Sei innamorato del tuo telefono?
Un test del New York Times e la teoria della dipendenza che non tiene conto della realtà. E delle persone noiose
Secondo il test del New York Times, io devo rivolgermi a uno psichiatra. A un centro specializzato nel recupero delle dipendenze, almeno per un consulto. Il test è composto da quindici domande e viene richiesta la massima sincerità; io a ogni domanda ho risposto sinceramente: sì. Lo scopo del test è capire se “are you in love with your phone?”, se sei innamorato e quindi addicted e quindi malato e quindi guastato dai tempi. Avrei potuto barare almeno un pochino, invece ho risposto sempre sì: se ritieni di passare più tempo con il tuo telefono di quanto tu stesso percepisci, se a volte ti sembra che questo tempo stia crescendo, se dormi con il telefono vicino al letto, se trovi naturale controllare i messaggi, le email, i tweet anche mentre stai facendo altre cose, se ti senti a disagio quando dimentichi il telefono in auto o a casa, quando non c’è campo o quando il telefono è rotto (per completezza avrei aggiunto: quando è al dodici per cento e non c’è modo di ricaricarlo), e se quando il tuo telefono suona, vibra, magari non vicinissimo a te, tu provi l’impulso e l’urgenza di alzarti e controllare le notifiche, i messaggi, insomma se senti il bisogno di prenderlo in mano, di scoprire che cos’è successo, anche solo di stabilire un contatto fisico.
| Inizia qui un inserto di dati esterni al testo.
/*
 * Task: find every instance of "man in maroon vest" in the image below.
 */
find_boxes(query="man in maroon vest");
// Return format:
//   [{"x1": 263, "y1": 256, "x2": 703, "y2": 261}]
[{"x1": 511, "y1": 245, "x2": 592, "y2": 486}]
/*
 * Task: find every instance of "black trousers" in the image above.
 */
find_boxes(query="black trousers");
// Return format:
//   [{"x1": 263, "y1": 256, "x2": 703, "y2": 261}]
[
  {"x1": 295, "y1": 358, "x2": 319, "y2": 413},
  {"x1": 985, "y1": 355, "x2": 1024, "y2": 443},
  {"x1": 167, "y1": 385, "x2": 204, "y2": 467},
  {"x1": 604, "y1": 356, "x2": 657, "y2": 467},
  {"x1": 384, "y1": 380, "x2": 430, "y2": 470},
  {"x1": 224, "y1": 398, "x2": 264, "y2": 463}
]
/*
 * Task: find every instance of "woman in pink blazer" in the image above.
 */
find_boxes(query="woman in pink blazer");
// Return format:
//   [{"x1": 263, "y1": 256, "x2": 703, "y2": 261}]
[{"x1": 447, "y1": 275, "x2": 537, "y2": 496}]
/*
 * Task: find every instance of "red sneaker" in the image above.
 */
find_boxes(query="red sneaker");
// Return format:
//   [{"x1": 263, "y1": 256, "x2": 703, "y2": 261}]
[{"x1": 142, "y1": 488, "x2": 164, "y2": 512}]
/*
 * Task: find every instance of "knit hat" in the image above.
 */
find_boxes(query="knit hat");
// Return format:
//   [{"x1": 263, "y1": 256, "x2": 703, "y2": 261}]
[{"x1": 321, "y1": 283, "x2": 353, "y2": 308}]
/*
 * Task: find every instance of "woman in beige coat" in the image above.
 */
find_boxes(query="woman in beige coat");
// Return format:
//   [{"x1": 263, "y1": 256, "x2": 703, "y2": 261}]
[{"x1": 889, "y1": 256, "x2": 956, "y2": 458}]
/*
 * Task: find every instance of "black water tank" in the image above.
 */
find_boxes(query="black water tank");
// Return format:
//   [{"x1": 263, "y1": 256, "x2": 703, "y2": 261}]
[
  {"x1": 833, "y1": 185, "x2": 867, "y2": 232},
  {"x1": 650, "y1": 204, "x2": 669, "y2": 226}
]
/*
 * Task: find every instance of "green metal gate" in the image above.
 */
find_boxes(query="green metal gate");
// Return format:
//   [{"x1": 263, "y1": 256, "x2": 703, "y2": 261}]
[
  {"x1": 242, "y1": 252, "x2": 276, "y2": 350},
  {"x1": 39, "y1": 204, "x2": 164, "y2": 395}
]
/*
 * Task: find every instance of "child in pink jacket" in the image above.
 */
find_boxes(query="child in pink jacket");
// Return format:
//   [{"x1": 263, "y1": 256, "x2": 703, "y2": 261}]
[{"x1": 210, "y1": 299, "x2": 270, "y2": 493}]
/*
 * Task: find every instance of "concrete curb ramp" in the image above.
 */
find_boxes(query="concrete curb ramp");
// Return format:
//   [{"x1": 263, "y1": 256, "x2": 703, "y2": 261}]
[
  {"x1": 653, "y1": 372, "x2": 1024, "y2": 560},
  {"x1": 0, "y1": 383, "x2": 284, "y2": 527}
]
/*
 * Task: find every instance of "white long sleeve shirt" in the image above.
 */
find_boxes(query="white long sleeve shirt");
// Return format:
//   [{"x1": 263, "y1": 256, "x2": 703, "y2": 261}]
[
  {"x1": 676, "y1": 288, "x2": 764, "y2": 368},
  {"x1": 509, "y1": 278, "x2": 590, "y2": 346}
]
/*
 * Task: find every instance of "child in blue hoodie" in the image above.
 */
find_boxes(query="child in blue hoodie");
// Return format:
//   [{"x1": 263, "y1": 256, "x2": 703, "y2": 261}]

Per consolare gli amanti dei loro telefoni potrei dire che molte persone provano l’impulso di controllare anche le notifiche altrui, e quando sentono il suono di un WhatsApp allungano il braccio come per un riflesso condizionato verso qualunque telefono, vorrebbero strapparlo di mano a colleghi, sconosciuti, passanti, nemici, bambini, ma non è questo il punto. E anzi, il New York Times si spinge a consigliare di non chiedere mai a una moglie (a un marito): ami di più me o il tuo telefono?, perché non bisogna fare domande di cui non si vuole sentire la risposta, e perché il telefono sul tavolo, durante la cena, accanto al tovagliolo, non è mai un bel segno. Ma se la sincerità richiede di rispondere “Sì” alla domanda: pensi di controllare il tuo telefono molte volte al giorno anche quando sai che non c’è niente di nuovo o di importante da vedere, allora per sincerità bisogna anche ribellarsi a domande maliziose, fatte da qualcuno appena arrivato sulla terra da Marte. Se abbiamo un rapporto intimo con i nostri telefoni, perché i nostri telefoni ci dicono che tempo fa, che percorso dobbiamo fare per arrivare in quel posto, che ora è, di chi è il compleanno il ventiquattro maggio, quanti chilometri a piedi abbiamo fatto ieri, a quanti anni è morto Francis Scott Fitzgerald, e se i telefoni ci permettono di parlare con i nostri amici, con i familiari, di leggere i giornali, di conservare le foto, di pubblicarle, di prendere appuntamenti, di innamorarci e di lasciarci, di svegliarci la mattina, di avere lì dentro una libreria, di guardare un film aguzzando la vista, non si può chiamare droga, visto che è vita. Non può essere un comportamento compulsivo, se spesso i telefoni offrono anche vie di fuga, scuse e conversazioni più interessanti di quelle con chi si è seduto di fronte a noi, in carne e ossa, e pretende di spiegarci il mondo dei finanziamenti a tasso agevolato o dei vini barricati. Quindi il consiglio che danno tutti gli esperti di dipendenze: butta via quel telefono, spegnilo, chiudilo in una stanza, non ricaricarlo, guarda negli occhi le persone, ascolta il battito dell’universo, ha senso solo di fronte allo sforzo collettivo di non essere terribilmente noiosi, recriminatori, petulanti. Altrimenti torneremo sempre dal nostro vero grande amore.